Our community resents criticism and resents it fiercely. Anybody who has ever written about the domain name industry tells the same story—introducing even a hint of negativity into an article creates intense negative emotions against the author and the publishing site. One reason, no doubt, is our abundant experience with biased media coverage. But there’s another. At Stanford University, the psychologists Robert P. Vallone, Lee Ross, and Mark R. Lepper studied perceptions of media bias regarding the Israeli-Palestinian conflict. They found that people with strong opinions on the conflict were more likely to perceive bias in news accounts. Pro-Palestinian subjects saw a pro-Israel bias, and vice versa. The same could well be true in our case. Polarization creates an abiding sense of unfairness.

To reach beyond the polarization mindset, to restore trust, we must set aside litigation and any attempts to broaden the relevant laws (See Philip S Corwin, “ICA Posts Position Paper and Analysis of Snowe ‘Anti-Phishing’ Legislation,” CircleID). A new approach is needed, one that allows both sides to change behavior and brag about it.

Solution Components

The first step is relabeling. Domain name owners should be seen as brand complementors because, when the names are used cooperatively, they create value for both sides.

Next, brand owners should:

  1. Acknowledge that not all uses of brand names in a domain name are illegal.
  2. Think forward, to the opportunities presented by cooperation, and not backward to disputes over interests.
  3. Take into account the harm that legal action, if undertaken, could do to value (See Alex Tajirian, “Don’t Litigate, Open Them Up!,” DomainMart).
  4. Realize that underdogs, including domainers, do sometimes win and Goliaths sometimes crumble.
  5. Forget about labeling a solution “sleeping with the enemy” and remember that cooperation means there is no enemy.
  6. Forget about confrontation and strong arm tactics. Tough policing was not the main reason for crime’s decline in New York City. The Delancey Street Project in San Francisco has shown the amazing things that trust and respect can do in turning around people branded as hardened criminals. Remember this useful proverb found among the Swedes: “You cannot make yourself taller by cutting off the other fellow’s head.”

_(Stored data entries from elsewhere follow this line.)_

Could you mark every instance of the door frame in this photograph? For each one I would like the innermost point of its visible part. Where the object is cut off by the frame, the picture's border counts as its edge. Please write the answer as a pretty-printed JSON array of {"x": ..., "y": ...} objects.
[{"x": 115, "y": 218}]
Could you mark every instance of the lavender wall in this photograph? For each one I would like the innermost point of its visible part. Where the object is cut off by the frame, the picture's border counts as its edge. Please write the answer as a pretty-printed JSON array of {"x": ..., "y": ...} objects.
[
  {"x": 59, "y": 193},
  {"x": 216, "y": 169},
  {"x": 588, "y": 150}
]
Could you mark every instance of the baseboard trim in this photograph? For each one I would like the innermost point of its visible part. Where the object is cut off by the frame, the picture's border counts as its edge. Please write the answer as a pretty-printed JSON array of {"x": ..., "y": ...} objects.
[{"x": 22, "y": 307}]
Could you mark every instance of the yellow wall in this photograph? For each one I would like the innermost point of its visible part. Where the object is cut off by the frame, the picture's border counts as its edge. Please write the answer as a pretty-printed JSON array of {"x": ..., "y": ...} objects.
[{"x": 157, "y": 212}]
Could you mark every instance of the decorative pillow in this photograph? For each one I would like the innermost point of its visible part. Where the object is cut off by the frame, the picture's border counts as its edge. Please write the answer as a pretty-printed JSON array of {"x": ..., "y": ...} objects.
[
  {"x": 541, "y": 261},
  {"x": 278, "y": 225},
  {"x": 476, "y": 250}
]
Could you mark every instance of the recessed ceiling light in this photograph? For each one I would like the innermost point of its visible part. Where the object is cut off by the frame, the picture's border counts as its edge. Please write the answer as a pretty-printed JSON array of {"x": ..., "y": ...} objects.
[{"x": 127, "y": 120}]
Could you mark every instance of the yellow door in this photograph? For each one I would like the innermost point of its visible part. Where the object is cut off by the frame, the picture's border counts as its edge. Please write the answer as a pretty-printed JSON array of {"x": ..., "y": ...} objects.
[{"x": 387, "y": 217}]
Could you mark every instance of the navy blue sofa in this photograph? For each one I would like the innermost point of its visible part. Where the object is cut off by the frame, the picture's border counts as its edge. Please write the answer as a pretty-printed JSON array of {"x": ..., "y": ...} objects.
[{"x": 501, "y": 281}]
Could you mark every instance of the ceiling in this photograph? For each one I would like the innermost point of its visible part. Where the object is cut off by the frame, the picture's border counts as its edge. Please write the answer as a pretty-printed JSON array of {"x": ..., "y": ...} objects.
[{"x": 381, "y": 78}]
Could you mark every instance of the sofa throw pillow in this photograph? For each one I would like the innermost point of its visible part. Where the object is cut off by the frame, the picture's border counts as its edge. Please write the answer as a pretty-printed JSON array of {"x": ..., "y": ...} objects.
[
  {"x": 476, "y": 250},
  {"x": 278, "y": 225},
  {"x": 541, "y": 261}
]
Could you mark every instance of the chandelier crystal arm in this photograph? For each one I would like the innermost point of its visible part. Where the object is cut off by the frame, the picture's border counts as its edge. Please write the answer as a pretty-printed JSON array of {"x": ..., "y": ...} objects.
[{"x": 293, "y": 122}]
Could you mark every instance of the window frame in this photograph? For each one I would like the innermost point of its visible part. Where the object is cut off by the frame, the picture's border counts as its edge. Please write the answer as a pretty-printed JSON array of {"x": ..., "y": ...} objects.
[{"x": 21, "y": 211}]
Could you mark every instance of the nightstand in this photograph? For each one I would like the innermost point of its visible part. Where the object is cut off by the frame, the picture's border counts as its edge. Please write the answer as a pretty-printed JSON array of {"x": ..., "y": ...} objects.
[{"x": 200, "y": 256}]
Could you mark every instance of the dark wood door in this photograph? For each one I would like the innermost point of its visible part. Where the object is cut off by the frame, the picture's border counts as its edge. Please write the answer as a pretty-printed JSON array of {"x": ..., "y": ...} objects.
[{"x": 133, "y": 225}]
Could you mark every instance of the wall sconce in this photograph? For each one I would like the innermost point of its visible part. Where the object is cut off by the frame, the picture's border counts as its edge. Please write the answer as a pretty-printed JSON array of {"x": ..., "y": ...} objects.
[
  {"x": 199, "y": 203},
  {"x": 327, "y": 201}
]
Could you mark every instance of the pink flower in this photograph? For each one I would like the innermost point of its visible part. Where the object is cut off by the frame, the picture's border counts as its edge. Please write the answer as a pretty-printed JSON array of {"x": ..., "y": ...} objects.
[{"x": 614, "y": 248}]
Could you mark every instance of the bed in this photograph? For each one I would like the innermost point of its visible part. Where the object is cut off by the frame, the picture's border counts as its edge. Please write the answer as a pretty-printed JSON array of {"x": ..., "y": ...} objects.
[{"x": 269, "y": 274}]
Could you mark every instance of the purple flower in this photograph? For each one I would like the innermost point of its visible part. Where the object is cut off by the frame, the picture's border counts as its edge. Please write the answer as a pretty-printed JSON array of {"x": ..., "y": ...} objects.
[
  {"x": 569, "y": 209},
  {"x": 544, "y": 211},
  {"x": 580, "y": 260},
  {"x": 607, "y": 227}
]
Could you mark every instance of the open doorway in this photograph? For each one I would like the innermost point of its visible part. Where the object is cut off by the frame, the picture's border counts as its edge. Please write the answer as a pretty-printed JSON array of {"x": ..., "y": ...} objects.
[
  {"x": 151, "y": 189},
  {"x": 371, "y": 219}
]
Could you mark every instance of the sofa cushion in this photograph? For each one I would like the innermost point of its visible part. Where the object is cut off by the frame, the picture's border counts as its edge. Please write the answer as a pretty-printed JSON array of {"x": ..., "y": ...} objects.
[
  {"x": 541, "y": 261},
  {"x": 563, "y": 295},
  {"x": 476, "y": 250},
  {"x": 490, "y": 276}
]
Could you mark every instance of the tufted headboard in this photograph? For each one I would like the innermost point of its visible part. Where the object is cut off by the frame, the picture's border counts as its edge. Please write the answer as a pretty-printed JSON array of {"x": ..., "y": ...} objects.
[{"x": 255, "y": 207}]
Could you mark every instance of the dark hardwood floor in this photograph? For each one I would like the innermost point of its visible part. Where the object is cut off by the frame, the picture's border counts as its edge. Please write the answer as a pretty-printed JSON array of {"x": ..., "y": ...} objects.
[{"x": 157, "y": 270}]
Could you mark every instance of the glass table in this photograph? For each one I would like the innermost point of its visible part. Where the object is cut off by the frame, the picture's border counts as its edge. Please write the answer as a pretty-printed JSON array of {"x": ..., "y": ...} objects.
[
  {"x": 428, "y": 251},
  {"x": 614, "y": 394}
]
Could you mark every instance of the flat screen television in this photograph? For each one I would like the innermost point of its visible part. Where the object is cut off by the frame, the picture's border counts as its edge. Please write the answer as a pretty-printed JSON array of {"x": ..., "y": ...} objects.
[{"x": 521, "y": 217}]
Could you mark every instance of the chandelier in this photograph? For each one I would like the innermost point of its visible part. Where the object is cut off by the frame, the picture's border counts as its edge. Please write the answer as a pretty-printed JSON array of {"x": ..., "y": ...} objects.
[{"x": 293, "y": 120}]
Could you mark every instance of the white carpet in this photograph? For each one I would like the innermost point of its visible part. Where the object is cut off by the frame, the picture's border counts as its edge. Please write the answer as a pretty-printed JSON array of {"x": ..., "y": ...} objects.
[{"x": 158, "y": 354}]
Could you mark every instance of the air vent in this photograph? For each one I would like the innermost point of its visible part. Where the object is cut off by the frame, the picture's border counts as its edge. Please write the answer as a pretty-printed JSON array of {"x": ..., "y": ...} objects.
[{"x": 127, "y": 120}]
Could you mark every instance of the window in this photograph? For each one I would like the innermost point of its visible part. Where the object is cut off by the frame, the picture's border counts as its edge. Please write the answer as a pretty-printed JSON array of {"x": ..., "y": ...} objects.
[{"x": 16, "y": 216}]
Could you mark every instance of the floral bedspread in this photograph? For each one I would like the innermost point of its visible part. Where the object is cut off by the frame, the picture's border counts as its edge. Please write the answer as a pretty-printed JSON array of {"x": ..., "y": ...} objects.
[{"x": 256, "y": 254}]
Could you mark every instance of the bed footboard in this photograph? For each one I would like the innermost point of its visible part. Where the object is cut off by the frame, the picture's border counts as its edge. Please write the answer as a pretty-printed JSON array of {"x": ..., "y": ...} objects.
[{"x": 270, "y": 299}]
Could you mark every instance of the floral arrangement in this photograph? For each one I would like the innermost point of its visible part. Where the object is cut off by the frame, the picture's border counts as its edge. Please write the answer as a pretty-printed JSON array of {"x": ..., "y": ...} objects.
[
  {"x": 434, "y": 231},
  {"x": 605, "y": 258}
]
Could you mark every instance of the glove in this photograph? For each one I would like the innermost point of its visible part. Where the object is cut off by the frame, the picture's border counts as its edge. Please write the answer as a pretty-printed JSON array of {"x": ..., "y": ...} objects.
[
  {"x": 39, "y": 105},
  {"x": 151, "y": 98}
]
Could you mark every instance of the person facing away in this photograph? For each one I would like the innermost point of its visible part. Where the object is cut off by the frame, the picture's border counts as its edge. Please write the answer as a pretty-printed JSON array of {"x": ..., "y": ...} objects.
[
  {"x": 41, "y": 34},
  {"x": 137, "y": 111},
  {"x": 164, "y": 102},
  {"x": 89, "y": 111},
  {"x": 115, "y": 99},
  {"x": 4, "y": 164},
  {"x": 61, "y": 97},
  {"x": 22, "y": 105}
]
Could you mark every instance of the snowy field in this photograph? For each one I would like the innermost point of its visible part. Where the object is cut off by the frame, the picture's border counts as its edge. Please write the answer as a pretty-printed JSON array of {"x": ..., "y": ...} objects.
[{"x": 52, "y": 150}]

Now for our side. Owners of domain names—that is, of complementors—should:

  1. Realize that some uses do indeed violate IP and that vigorous legal action can be expected as a result.
  2. Look forward to a value-creating cooperative regime.
  3. Recognize that even the use of a generic domain name that doesn’t contain a given brand can still enhance a brand’s value (See Alex Tajirian, “Generic Domain Names Bolster Your Brands,” DomainMart.).
  4. Acknowledge that lobbying is not enough (for lobbying effort, see Corwin, supra). Additional instruments need to be used to protect and promote the interests of brand complementors.

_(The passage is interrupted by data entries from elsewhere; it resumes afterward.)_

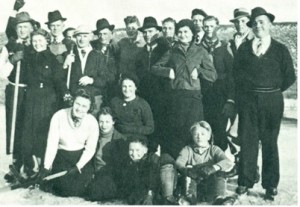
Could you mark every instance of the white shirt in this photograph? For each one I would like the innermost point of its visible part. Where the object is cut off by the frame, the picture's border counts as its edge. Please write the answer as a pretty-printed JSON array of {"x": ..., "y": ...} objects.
[
  {"x": 83, "y": 59},
  {"x": 64, "y": 135},
  {"x": 264, "y": 43}
]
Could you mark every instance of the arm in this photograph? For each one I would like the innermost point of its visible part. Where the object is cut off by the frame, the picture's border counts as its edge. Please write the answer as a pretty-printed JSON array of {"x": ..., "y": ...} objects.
[
  {"x": 288, "y": 70},
  {"x": 52, "y": 142},
  {"x": 90, "y": 145}
]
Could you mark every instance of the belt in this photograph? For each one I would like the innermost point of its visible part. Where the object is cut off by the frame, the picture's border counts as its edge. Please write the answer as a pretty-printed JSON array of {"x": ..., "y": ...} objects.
[
  {"x": 20, "y": 84},
  {"x": 265, "y": 90}
]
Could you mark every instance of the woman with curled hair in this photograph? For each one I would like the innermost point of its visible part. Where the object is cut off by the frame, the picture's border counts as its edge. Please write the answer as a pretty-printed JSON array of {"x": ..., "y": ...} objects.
[
  {"x": 71, "y": 144},
  {"x": 45, "y": 90}
]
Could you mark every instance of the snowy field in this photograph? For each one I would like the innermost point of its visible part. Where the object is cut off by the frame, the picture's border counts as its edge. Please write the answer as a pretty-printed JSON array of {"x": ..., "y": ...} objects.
[{"x": 287, "y": 187}]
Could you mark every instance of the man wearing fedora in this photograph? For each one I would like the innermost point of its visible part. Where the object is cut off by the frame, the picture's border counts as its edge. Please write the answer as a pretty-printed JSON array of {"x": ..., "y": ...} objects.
[
  {"x": 152, "y": 88},
  {"x": 107, "y": 49},
  {"x": 243, "y": 32},
  {"x": 88, "y": 67},
  {"x": 197, "y": 17},
  {"x": 263, "y": 69},
  {"x": 58, "y": 45},
  {"x": 17, "y": 49}
]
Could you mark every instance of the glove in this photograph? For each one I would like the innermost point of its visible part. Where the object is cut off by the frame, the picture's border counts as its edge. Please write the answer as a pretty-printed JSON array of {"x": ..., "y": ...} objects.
[
  {"x": 18, "y": 4},
  {"x": 229, "y": 110},
  {"x": 148, "y": 200},
  {"x": 19, "y": 55},
  {"x": 42, "y": 174},
  {"x": 73, "y": 171},
  {"x": 206, "y": 171}
]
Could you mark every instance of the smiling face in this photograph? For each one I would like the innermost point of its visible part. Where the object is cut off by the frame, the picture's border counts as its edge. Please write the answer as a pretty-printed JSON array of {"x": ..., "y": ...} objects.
[
  {"x": 241, "y": 25},
  {"x": 24, "y": 29},
  {"x": 137, "y": 151},
  {"x": 168, "y": 29},
  {"x": 210, "y": 27},
  {"x": 56, "y": 28},
  {"x": 105, "y": 36},
  {"x": 81, "y": 107},
  {"x": 150, "y": 34},
  {"x": 201, "y": 136},
  {"x": 185, "y": 35},
  {"x": 128, "y": 89},
  {"x": 261, "y": 26},
  {"x": 106, "y": 123},
  {"x": 39, "y": 43},
  {"x": 83, "y": 40}
]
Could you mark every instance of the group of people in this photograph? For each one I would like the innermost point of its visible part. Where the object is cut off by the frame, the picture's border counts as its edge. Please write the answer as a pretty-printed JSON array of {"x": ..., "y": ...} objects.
[{"x": 144, "y": 118}]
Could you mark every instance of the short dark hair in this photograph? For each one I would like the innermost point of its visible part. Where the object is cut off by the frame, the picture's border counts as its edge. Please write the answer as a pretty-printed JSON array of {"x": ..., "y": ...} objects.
[
  {"x": 169, "y": 19},
  {"x": 85, "y": 94},
  {"x": 208, "y": 18},
  {"x": 67, "y": 30}
]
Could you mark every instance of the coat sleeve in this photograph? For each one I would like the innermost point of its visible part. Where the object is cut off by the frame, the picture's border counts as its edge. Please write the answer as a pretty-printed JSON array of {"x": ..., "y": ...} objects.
[
  {"x": 287, "y": 69},
  {"x": 206, "y": 69}
]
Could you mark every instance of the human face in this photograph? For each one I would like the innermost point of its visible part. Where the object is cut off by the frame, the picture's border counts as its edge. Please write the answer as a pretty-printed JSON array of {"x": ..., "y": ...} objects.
[
  {"x": 198, "y": 22},
  {"x": 241, "y": 25},
  {"x": 201, "y": 136},
  {"x": 150, "y": 34},
  {"x": 132, "y": 30},
  {"x": 105, "y": 36},
  {"x": 69, "y": 35},
  {"x": 128, "y": 88},
  {"x": 168, "y": 29},
  {"x": 210, "y": 28},
  {"x": 56, "y": 28},
  {"x": 106, "y": 123},
  {"x": 83, "y": 40},
  {"x": 81, "y": 107},
  {"x": 185, "y": 35},
  {"x": 137, "y": 151},
  {"x": 261, "y": 26},
  {"x": 24, "y": 29},
  {"x": 39, "y": 43}
]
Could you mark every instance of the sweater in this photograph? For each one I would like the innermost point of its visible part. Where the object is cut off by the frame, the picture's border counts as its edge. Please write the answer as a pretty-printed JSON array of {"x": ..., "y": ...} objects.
[
  {"x": 213, "y": 155},
  {"x": 273, "y": 70},
  {"x": 133, "y": 117},
  {"x": 64, "y": 135}
]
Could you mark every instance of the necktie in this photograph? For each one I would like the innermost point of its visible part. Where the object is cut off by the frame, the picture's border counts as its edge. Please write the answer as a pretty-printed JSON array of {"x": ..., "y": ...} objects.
[{"x": 83, "y": 53}]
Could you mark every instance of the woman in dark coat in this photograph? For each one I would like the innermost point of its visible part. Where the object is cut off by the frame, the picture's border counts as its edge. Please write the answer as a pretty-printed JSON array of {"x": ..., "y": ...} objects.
[{"x": 45, "y": 90}]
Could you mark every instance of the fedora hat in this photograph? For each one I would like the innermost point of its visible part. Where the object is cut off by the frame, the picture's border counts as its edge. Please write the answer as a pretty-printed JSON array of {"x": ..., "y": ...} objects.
[
  {"x": 102, "y": 24},
  {"x": 238, "y": 13},
  {"x": 55, "y": 16},
  {"x": 82, "y": 29},
  {"x": 23, "y": 17},
  {"x": 148, "y": 23},
  {"x": 258, "y": 11}
]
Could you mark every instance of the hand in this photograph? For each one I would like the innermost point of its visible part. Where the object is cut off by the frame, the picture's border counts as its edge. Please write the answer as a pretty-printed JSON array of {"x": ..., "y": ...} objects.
[
  {"x": 19, "y": 55},
  {"x": 172, "y": 74},
  {"x": 206, "y": 171},
  {"x": 85, "y": 80},
  {"x": 18, "y": 4},
  {"x": 42, "y": 174},
  {"x": 194, "y": 74},
  {"x": 73, "y": 171},
  {"x": 229, "y": 110},
  {"x": 69, "y": 60},
  {"x": 148, "y": 200}
]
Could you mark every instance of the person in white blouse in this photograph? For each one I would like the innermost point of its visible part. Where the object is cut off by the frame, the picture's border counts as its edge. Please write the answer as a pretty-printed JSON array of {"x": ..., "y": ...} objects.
[{"x": 72, "y": 141}]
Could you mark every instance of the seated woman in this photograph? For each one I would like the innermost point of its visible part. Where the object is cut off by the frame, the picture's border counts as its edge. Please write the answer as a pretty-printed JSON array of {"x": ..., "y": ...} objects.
[
  {"x": 133, "y": 114},
  {"x": 72, "y": 142},
  {"x": 111, "y": 151},
  {"x": 202, "y": 163},
  {"x": 140, "y": 174}
]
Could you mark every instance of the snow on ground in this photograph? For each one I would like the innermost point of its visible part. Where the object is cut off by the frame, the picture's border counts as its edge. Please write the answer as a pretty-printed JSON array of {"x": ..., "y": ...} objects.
[{"x": 287, "y": 187}]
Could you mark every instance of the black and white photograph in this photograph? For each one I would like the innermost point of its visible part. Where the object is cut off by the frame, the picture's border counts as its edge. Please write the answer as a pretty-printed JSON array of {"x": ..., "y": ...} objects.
[{"x": 148, "y": 102}]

We’ll know the new approach is working when both sides can boast about how well they’re making out. Brand owners will point to the foresight and the courage to work for Me Inc., the shareholders, and the domain name ecosystem. Complementors will point to higher legitimate returns and lower risk. Even the third side of the triangle benefits, because what better place to boast than starting with the media?